A group of students at the Wits School of Education has brought the problem of student hunger from the wings to centre stage.

The postgraduate students staged a play entitled Why Hunger? on Wednesday during lunchtime, to highlight the plight of Witsies whose bursaries don’t give them enough money to eat nutritious food. 

The play’s director, education lecturer Gao Lemmenyane, says: “The students suffering in this situation are regular students who try and keep up the pretence that everything is fine.

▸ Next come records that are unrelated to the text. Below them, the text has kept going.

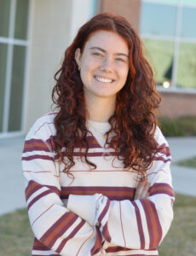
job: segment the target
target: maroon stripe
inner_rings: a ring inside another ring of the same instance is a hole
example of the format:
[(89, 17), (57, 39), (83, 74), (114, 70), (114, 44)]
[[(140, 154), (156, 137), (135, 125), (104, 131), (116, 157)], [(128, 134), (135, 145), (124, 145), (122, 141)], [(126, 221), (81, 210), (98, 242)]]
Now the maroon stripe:
[[(77, 215), (75, 215), (68, 223), (66, 223), (64, 224), (64, 226), (61, 227), (61, 230), (58, 233), (56, 233), (55, 236), (54, 236), (53, 239), (48, 244), (49, 247), (52, 247), (54, 246), (54, 244), (55, 243), (55, 241), (57, 241), (57, 239), (59, 237), (61, 237), (64, 233), (66, 233), (66, 231), (74, 224), (74, 222), (77, 220), (78, 218), (78, 217)], [(66, 238), (66, 239), (67, 239), (66, 241), (68, 241), (70, 239), (70, 238), (68, 238), (70, 236), (70, 235)], [(66, 239), (64, 239), (63, 241), (65, 241)], [(58, 251), (57, 253), (60, 253), (60, 252), (61, 251)]]
[(157, 247), (158, 247), (160, 243), (163, 232), (162, 232), (162, 228), (161, 228), (161, 224), (160, 224), (160, 222), (159, 222), (159, 216), (158, 216), (158, 213), (157, 213), (155, 205), (151, 201), (149, 201), (149, 202), (151, 204), (151, 207), (152, 207), (153, 212), (154, 221), (156, 223), (157, 230), (158, 230), (158, 234), (154, 234), (154, 236), (158, 236), (158, 243), (157, 243)]
[(109, 210), (109, 207), (110, 207), (110, 200), (107, 198), (107, 204), (106, 204), (102, 212), (100, 214), (100, 216), (98, 218), (99, 222), (101, 222), (101, 220), (103, 219), (104, 216), (106, 215), (106, 213)]
[(63, 239), (63, 241), (61, 242), (60, 246), (56, 249), (56, 253), (60, 253), (61, 252), (61, 250), (65, 247), (66, 241), (69, 241), (70, 239), (72, 239), (78, 232), (78, 230), (84, 226), (84, 224), (85, 224), (85, 221), (82, 220), (77, 225), (77, 227), (72, 230), (72, 232), (66, 238)]
[(160, 190), (156, 190), (156, 191), (151, 192), (150, 195), (158, 195), (158, 194), (166, 194), (170, 196), (174, 196), (174, 193), (164, 190), (164, 189), (160, 189)]
[(124, 252), (124, 251), (130, 251), (130, 248), (124, 248), (121, 247), (111, 247), (106, 249), (107, 253), (118, 253), (118, 252)]
[(122, 221), (122, 212), (121, 212), (121, 202), (119, 201), (119, 212), (120, 212), (120, 223), (121, 223), (121, 230), (123, 233), (123, 237), (124, 237), (124, 247), (126, 247), (126, 241), (124, 234), (124, 226), (123, 226), (123, 221)]
[(43, 147), (34, 146), (34, 147), (32, 147), (32, 148), (25, 148), (23, 150), (23, 153), (32, 152), (32, 151), (50, 152), (49, 148), (43, 148)]
[[(82, 190), (82, 191), (95, 191), (96, 193), (102, 191), (126, 191), (133, 193), (135, 191), (135, 188), (129, 187), (84, 187), (84, 186), (74, 186), (74, 187), (61, 187), (61, 191), (75, 191), (75, 190)], [(71, 193), (72, 194), (72, 193)]]
[[(49, 155), (42, 155), (42, 154), (33, 154), (29, 156), (23, 156), (22, 160), (24, 161), (29, 161), (35, 159), (42, 159), (42, 160), (49, 160), (54, 161), (54, 158)], [(56, 160), (57, 157), (55, 156), (55, 160)]]
[[(27, 190), (27, 189), (29, 188), (29, 186), (31, 186), (32, 184), (29, 184), (26, 189), (26, 191)], [(37, 185), (35, 186), (35, 188), (31, 190), (31, 192), (29, 192), (28, 194), (26, 192), (26, 201), (27, 201), (31, 195), (35, 193), (36, 191), (37, 191), (38, 189), (42, 189), (42, 186), (38, 183), (37, 183)]]
[(141, 213), (140, 210), (135, 201), (131, 201), (132, 205), (135, 207), (135, 212), (136, 215), (136, 220), (137, 220), (137, 228), (140, 235), (140, 240), (141, 240), (141, 248), (144, 249), (145, 247), (145, 238), (144, 238), (144, 232), (143, 232), (143, 228), (142, 228), (142, 224), (141, 224)]
[(95, 226), (95, 228), (96, 228), (96, 241), (95, 241), (95, 246), (90, 250), (91, 255), (98, 253), (101, 251), (101, 246), (102, 246), (101, 233), (97, 226)]
[(152, 225), (152, 220), (151, 220), (151, 218), (150, 218), (150, 215), (148, 213), (148, 209), (147, 209), (147, 207), (146, 205), (146, 200), (143, 200), (141, 199), (141, 203), (143, 207), (143, 209), (144, 209), (144, 212), (145, 212), (145, 215), (146, 215), (146, 218), (147, 218), (147, 230), (148, 230), (148, 234), (149, 234), (149, 238), (150, 238), (150, 245), (149, 245), (149, 247), (151, 248), (152, 247), (152, 243), (153, 241), (153, 239), (154, 239), (154, 234), (153, 232), (153, 225)]
[(50, 251), (50, 248), (47, 247), (42, 247), (42, 246), (33, 246), (32, 247), (33, 250), (37, 250), (37, 251)]
[(169, 158), (169, 159), (164, 159), (164, 157), (162, 156), (159, 156), (159, 157), (153, 157), (153, 160), (154, 161), (162, 161), (164, 163), (166, 163), (166, 162), (170, 162), (171, 161), (171, 159)]
[[(73, 152), (73, 156), (84, 156), (84, 153), (83, 152)], [(117, 156), (117, 152), (88, 152), (87, 156), (89, 157), (96, 157), (96, 156)]]
[(40, 195), (37, 195), (32, 201), (31, 201), (31, 202), (28, 204), (27, 207), (27, 210), (29, 211), (29, 209), (31, 208), (31, 207), (37, 201), (38, 201), (40, 198), (45, 196), (46, 195), (51, 194), (53, 193), (51, 190), (47, 190), (44, 191), (43, 193), (41, 193)]
[[(45, 254), (45, 255), (47, 255), (47, 256), (61, 256), (60, 254)], [(32, 254), (32, 256), (44, 256), (44, 254)]]
[(106, 240), (110, 242), (112, 239), (111, 239), (110, 233), (108, 230), (107, 222), (105, 224), (105, 225), (103, 227), (102, 234), (103, 234), (104, 237), (106, 238)]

They don’t tell anyone about their problems because they are humiliated.”

A study conducted by Siyakhana, an organisation affiliated with the Wits Faculty of Health Sciences, last year found that students were embarrassed about their situation and would not easily admit to experiencing hunger.

Siyakhana’s Moira Beery says the study found that 1% of the students interviewed were “severely vulnerable to food insecurity” while 6% of the students were in the moderate group.

Beery says the students most vulnerable to food insecurity and hunger were those who receive financial aid and live off campus.

Dr Yasmine Dominguez-Whitehead, a lecturer in the School of Education, focuses her research on access to food as an indicator of inequality.

She says some students may not experience a lack of food altogether but may lack a balanced diet.

“In order to make their funds stretch, they purchase less expensive items such as bread,” she says.

Dominguez-Whitehead also says “inequalities between students are reflected and reproduced in their food-related troubles talk”.

Wealthier students talk about eating too much and wanting to keep their weight down, while poorer students talk about “depleting their funds before the end of a term and not being able to purchase healthy food, such as fruit or vegetables,” Dominguez-Whitehead says.

Dr Jean Place, head of student affairs on the School of Education campus, is often the first port of call for students in need. Place believes problems like hunger can prevent students from concentrating and performing well academically.

Assistant dean of students Pamela Townsend says the School of Accountancy discovered that some of its students were writing tests and exams on empty stomachs last term.

The school tackled the problem by providing students with a muffin and coffee for breakfast. The project catered for all students, so that students in need weren’t singled out and stigmatised. Unfortunately, the project has not continued due to a lack of funding.

Dominguez-Whitehead says very few universities have well-funded programmes to help hungry students. She says most projects depend on “donations and short-term and insecure funding”.

Whatever the weaknesses of such projects may be, their beneficiaries are grateful for the assistance.

Place says a small group of students whom she helped a few years ago are giving back by raising money for her small “food and clothing bank”.